I'm trying to get a fuller picture of the use of the optimal substructure property in dynamic programming, yet I've gone blind on why we have to prove that any optimal solution to the problem contains within it optimal solutions to the sub-problems.
Wouldn't it be enough to show that some optimal solution to the problem has this property, and then use this to argue that since the solution built by our recursive algorithm is at least as good as an optimal solution, it will itself be optimal? In other words, I fail to spot where in the correctness argument for our algorithm we need that all optimal solutions contain optimal solutions to sub-problems.
To clarify:
The CLRS definition of optimal substructure says that "a problem exhibits optimal substructure if any optimal solution to the problem contains within it optimal solutions to subproblems".
Why wouldn't it not be enough to say that "a problem exhibits optimal substructure if some optimal solution to the problem contains within it optimal solutions to subproblems"?

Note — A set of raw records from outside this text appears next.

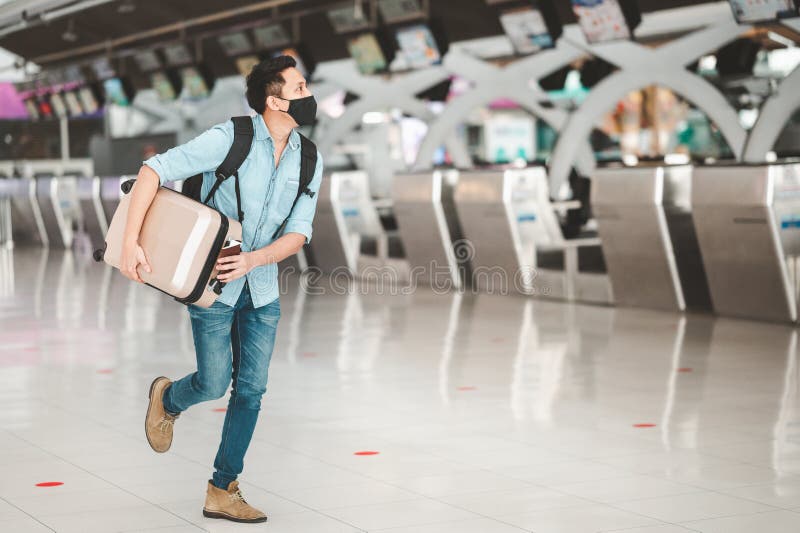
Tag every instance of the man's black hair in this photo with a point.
(266, 80)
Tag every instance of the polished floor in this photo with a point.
(489, 414)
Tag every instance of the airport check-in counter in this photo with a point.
(57, 196)
(649, 242)
(95, 222)
(345, 224)
(748, 224)
(22, 220)
(513, 227)
(429, 228)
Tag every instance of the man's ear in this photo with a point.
(273, 103)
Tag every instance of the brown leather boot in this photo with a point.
(158, 423)
(230, 505)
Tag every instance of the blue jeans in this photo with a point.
(231, 344)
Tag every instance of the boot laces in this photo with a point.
(166, 423)
(237, 496)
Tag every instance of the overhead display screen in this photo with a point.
(601, 20)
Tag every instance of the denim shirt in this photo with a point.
(267, 194)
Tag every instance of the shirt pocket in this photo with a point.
(286, 199)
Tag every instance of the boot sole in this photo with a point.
(224, 516)
(147, 415)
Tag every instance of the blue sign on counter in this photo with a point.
(791, 221)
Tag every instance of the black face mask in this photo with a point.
(302, 110)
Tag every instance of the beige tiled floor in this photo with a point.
(491, 414)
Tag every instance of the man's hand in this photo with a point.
(132, 257)
(236, 266)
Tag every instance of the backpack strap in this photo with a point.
(242, 142)
(308, 164)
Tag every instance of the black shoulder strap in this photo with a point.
(242, 142)
(308, 164)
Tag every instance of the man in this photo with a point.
(234, 338)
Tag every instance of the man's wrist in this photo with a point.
(262, 258)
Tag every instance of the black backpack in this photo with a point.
(242, 143)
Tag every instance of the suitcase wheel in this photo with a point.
(100, 253)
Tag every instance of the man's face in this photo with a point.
(295, 86)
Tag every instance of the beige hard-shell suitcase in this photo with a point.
(182, 240)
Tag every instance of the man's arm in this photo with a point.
(202, 153)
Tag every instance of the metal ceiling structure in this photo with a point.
(34, 29)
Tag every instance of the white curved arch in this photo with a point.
(493, 82)
(612, 89)
(773, 117)
(641, 67)
(376, 94)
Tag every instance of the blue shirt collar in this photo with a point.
(262, 133)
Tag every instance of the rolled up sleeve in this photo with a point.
(302, 217)
(203, 153)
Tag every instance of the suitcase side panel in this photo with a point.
(177, 237)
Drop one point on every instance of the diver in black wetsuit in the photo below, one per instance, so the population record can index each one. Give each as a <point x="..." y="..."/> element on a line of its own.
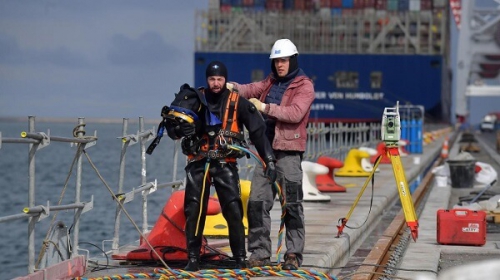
<point x="205" y="142"/>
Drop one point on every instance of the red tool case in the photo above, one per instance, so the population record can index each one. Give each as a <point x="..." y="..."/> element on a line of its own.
<point x="461" y="227"/>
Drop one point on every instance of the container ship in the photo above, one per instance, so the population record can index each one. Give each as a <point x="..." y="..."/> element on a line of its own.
<point x="362" y="55"/>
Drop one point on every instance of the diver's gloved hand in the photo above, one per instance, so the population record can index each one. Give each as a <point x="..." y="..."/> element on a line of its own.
<point x="258" y="104"/>
<point x="187" y="129"/>
<point x="271" y="172"/>
<point x="164" y="111"/>
<point x="190" y="146"/>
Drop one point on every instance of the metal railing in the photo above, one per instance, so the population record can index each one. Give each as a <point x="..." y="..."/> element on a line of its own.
<point x="358" y="32"/>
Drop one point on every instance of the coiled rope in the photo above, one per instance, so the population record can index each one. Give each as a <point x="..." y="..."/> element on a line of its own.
<point x="245" y="273"/>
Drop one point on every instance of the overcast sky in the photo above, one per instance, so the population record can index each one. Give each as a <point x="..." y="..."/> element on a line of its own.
<point x="94" y="58"/>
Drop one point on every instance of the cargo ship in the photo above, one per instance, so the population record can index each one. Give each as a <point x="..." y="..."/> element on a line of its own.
<point x="362" y="55"/>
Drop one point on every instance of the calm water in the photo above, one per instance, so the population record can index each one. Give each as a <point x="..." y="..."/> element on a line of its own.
<point x="52" y="167"/>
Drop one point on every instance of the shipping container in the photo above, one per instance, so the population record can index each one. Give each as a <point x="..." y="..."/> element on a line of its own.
<point x="274" y="5"/>
<point x="425" y="5"/>
<point x="392" y="5"/>
<point x="359" y="4"/>
<point x="347" y="4"/>
<point x="288" y="5"/>
<point x="359" y="60"/>
<point x="381" y="5"/>
<point x="336" y="3"/>
<point x="369" y="3"/>
<point x="414" y="5"/>
<point x="441" y="3"/>
<point x="248" y="3"/>
<point x="403" y="5"/>
<point x="324" y="4"/>
<point x="237" y="3"/>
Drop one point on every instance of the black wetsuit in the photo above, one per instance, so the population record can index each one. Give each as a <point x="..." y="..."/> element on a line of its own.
<point x="223" y="174"/>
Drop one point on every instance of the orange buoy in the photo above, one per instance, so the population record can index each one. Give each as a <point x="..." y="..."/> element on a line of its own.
<point x="326" y="182"/>
<point x="167" y="236"/>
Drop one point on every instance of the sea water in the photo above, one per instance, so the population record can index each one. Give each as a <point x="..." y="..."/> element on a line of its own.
<point x="53" y="164"/>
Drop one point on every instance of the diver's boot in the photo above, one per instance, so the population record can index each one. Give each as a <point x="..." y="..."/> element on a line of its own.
<point x="193" y="264"/>
<point x="240" y="262"/>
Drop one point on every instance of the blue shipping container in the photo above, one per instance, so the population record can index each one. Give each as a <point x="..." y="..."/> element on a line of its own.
<point x="409" y="79"/>
<point x="347" y="3"/>
<point x="404" y="5"/>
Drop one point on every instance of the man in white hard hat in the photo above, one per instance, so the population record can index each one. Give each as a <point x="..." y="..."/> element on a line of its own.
<point x="284" y="98"/>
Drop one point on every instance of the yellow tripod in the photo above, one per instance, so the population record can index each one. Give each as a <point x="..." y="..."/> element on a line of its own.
<point x="391" y="130"/>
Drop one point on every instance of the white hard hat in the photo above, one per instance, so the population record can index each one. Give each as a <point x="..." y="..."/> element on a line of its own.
<point x="283" y="48"/>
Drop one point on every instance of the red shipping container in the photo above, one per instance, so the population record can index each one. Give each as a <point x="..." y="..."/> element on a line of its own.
<point x="461" y="227"/>
<point x="359" y="4"/>
<point x="369" y="3"/>
<point x="425" y="5"/>
<point x="381" y="5"/>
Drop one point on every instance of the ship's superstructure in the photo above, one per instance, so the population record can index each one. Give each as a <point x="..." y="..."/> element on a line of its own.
<point x="362" y="55"/>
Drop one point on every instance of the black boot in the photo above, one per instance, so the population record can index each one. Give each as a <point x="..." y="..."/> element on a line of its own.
<point x="193" y="264"/>
<point x="240" y="262"/>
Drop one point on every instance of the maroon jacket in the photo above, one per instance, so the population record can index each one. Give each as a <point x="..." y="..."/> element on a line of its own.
<point x="291" y="116"/>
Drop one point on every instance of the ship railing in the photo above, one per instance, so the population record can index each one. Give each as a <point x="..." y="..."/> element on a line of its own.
<point x="410" y="32"/>
<point x="336" y="139"/>
<point x="330" y="139"/>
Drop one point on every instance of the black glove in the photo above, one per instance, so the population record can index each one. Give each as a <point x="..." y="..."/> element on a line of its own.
<point x="270" y="172"/>
<point x="164" y="111"/>
<point x="187" y="129"/>
<point x="190" y="145"/>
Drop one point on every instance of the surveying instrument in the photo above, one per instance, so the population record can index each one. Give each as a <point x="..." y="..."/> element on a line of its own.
<point x="391" y="134"/>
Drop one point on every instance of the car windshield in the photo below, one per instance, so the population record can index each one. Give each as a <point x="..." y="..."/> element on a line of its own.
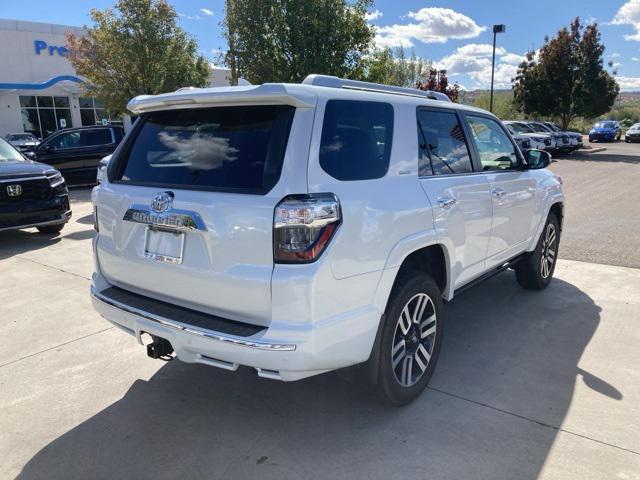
<point x="8" y="153"/>
<point x="27" y="137"/>
<point x="519" y="128"/>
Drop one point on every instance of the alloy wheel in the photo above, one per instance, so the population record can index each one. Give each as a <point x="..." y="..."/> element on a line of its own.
<point x="414" y="340"/>
<point x="549" y="249"/>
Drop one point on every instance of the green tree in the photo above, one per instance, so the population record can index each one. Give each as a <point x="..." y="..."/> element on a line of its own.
<point x="568" y="79"/>
<point x="286" y="40"/>
<point x="438" y="81"/>
<point x="136" y="48"/>
<point x="391" y="67"/>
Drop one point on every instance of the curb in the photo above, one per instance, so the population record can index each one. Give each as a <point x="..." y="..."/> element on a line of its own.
<point x="592" y="150"/>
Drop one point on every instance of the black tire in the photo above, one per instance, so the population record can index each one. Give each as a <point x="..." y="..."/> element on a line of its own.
<point x="411" y="291"/>
<point x="51" y="229"/>
<point x="531" y="273"/>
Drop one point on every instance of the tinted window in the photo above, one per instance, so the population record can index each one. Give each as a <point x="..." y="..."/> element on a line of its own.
<point x="66" y="140"/>
<point x="100" y="136"/>
<point x="443" y="148"/>
<point x="493" y="144"/>
<point x="220" y="148"/>
<point x="356" y="139"/>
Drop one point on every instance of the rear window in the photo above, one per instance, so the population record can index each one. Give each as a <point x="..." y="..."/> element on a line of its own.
<point x="356" y="139"/>
<point x="219" y="148"/>
<point x="98" y="136"/>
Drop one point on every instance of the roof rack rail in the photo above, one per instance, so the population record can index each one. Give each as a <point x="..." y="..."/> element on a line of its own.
<point x="335" y="82"/>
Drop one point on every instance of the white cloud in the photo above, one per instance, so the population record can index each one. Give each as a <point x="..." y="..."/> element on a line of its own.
<point x="512" y="59"/>
<point x="629" y="14"/>
<point x="474" y="60"/>
<point x="628" y="83"/>
<point x="189" y="17"/>
<point x="432" y="25"/>
<point x="371" y="16"/>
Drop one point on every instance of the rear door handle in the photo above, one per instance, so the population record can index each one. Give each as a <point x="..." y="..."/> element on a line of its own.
<point x="446" y="202"/>
<point x="498" y="192"/>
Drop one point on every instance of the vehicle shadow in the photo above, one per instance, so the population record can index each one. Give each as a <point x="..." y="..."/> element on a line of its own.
<point x="15" y="242"/>
<point x="513" y="351"/>
<point x="605" y="157"/>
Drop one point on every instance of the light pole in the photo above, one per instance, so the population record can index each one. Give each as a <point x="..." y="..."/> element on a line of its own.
<point x="496" y="29"/>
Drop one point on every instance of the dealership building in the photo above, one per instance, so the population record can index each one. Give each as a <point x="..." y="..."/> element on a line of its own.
<point x="39" y="89"/>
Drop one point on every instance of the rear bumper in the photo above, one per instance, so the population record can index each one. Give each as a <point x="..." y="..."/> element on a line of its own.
<point x="279" y="352"/>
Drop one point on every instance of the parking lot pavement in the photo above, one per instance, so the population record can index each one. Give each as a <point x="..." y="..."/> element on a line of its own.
<point x="529" y="385"/>
<point x="602" y="217"/>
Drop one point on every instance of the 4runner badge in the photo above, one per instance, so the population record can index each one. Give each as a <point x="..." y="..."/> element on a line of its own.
<point x="162" y="202"/>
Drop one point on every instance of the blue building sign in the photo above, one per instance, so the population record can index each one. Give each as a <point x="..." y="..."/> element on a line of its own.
<point x="41" y="45"/>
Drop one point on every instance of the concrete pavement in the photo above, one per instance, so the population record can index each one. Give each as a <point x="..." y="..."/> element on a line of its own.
<point x="529" y="385"/>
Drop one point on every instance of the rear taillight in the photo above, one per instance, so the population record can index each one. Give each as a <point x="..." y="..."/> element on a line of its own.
<point x="303" y="226"/>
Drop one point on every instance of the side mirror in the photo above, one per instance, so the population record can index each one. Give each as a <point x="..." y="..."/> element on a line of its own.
<point x="538" y="159"/>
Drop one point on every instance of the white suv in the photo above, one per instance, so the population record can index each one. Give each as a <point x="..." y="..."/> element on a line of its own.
<point x="298" y="229"/>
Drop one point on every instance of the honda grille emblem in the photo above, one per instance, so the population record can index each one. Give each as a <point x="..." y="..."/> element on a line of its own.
<point x="14" y="190"/>
<point x="162" y="202"/>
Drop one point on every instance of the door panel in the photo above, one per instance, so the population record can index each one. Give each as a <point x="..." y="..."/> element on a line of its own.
<point x="513" y="196"/>
<point x="462" y="207"/>
<point x="466" y="222"/>
<point x="512" y="189"/>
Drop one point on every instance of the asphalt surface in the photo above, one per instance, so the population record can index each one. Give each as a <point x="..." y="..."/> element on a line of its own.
<point x="602" y="212"/>
<point x="529" y="385"/>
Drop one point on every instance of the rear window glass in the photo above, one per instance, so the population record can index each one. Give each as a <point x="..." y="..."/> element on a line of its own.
<point x="356" y="139"/>
<point x="100" y="136"/>
<point x="219" y="148"/>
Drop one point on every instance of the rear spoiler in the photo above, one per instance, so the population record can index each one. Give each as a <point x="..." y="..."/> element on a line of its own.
<point x="266" y="94"/>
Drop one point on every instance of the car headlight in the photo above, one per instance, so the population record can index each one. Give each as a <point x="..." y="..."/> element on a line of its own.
<point x="55" y="178"/>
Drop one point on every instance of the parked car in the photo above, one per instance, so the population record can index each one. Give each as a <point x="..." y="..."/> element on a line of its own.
<point x="574" y="137"/>
<point x="76" y="152"/>
<point x="23" y="141"/>
<point x="31" y="194"/>
<point x="563" y="142"/>
<point x="541" y="141"/>
<point x="606" y="131"/>
<point x="102" y="168"/>
<point x="633" y="134"/>
<point x="285" y="227"/>
<point x="523" y="142"/>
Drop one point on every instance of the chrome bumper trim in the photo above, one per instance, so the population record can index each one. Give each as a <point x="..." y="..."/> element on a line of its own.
<point x="256" y="344"/>
<point x="64" y="218"/>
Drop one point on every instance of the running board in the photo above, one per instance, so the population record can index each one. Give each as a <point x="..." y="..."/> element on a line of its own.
<point x="491" y="273"/>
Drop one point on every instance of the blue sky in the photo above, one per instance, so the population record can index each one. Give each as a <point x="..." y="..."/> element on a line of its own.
<point x="455" y="34"/>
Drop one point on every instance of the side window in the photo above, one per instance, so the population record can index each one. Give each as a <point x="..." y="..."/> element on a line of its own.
<point x="66" y="140"/>
<point x="494" y="146"/>
<point x="356" y="139"/>
<point x="98" y="136"/>
<point x="443" y="148"/>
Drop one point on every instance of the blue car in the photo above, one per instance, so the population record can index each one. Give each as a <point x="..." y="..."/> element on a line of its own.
<point x="605" y="131"/>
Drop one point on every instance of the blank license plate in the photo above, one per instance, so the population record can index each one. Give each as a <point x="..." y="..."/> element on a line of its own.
<point x="164" y="246"/>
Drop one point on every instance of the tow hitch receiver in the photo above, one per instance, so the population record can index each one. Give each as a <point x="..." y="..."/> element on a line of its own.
<point x="160" y="348"/>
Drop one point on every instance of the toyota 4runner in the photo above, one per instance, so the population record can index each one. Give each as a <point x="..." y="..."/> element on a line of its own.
<point x="301" y="228"/>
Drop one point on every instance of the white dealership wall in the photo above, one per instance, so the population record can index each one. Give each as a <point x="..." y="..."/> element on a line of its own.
<point x="33" y="62"/>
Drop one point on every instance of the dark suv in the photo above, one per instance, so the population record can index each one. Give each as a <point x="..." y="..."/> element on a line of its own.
<point x="76" y="152"/>
<point x="31" y="194"/>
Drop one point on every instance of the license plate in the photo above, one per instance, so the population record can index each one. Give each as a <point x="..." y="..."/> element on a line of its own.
<point x="164" y="245"/>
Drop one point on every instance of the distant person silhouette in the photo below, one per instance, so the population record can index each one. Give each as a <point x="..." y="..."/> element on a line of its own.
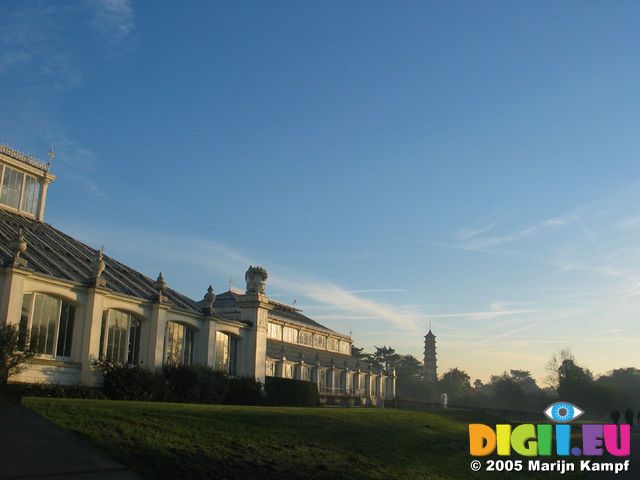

I've been bothered a bit by this in my research on approximation algorithms, which involves dynamic programs that find approximately optimal solutions. The right way to think about the correctness of dynamic programs, I believe, is as a reduction (in the complexity theory sense) from a problem to a subproblem. This reduction often is applied recursively and with memoization, but those are details right now.
Let A be the problem and B be the subproblem. There's only one subproblem because we can combine multiple independent subproblems into one via a generalized Cartesian product. The reduction consists of two functions: f, from an A-instance to a B-instance, and h, from a B-solution to an A-solution. The correctness property that we need is that, for every function g from each B-instance to a corresponding optimal B-solution (the oracle), the composition h ∘ g ∘ f is a function from each A-instance to a corresponding optimal A-solution. (If h needs access to the A-instance, then extend B so that its instances contain an A-instance that must be copied verbatim into the corresponding B-solution.)
To make your point, for a particular A-instance and an optimal A-solution, there need not exist an oracle g such that the pipeline h ∘ g ∘ f produces that solution from the given instance. (In other words, h need not be surjective.) On the other hand, h must be able to handle every possible optimal B-solution from g for the B-instance constructed by f.
One common strategy for ensuring that h is correct is to find a "substructure" function k from A-solutions to B-solutions and a way to "splice" substructure, that is, a proof that, given an A-solution x and a B-solution y no worse than k(x), there exists an A-solution x' no worse than x such that k(x') = y. Then h can optimize over everything in the inverse image under k of its input. It is not necessary that splicing apply to all solutions x, just one optimal one.